05/26/2026
By Cameron Riecker
There is one early Church Father that creates a serious problem for modern Protestant theology:
St. Ignatius of Antioch.
Why? Because Ignatius was not a medieval Catholic theologian writing centuries later. He was a disciple of the apostles themselves — particularly connected to St. John the Apostle according to early Christian tradition.
This means that when Ignatius speaks about the Eucharist, Church authority, bishops, and the Catholic Church, he is giving us a window into what the apostolic Church actually believed near the end of the first century.
Around 107 AD, on his way to martyrdom in Rome, Ignatius wrote against heretics who:
“abstain from the Eucharist because they do not confess that the Eucharist is the flesh of our Savior Jesus Christ.”
That is not symbolic language.
He also wrote:
“Wherever Jesus Christ is, there is the Catholic Church.”
This is the earliest known use of the phrase “Catholic Church” in Christian history.
Ignatius also speaks repeatedly of:
• bishops
• priests (presbyters)
• deacons
• unity around the altar
• obedience to Church authority
In other words, the Christianity reflected in Ignatius looks unmistakably Catholic in structure, sacramental theology, and ecclesiology.
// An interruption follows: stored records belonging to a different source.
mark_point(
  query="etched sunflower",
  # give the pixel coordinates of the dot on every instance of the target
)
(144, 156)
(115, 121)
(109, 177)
Even some Reformers recognized how difficult Ignatius was for Protestant theology. John Calvin questioned the authenticity of some Ignatian letters, though the shorter seven-letter recension is now widely accepted by scholars as authentic.
St. Ignatius matters because he stands extremely close to the apostolic age. He is not evidence of a “later corruption” of Christianity. He is evidence of what Christians already believed at the dawn of the second century.
And what he describes is not modern Protestantism.
It is recognizably Catholic Christianity.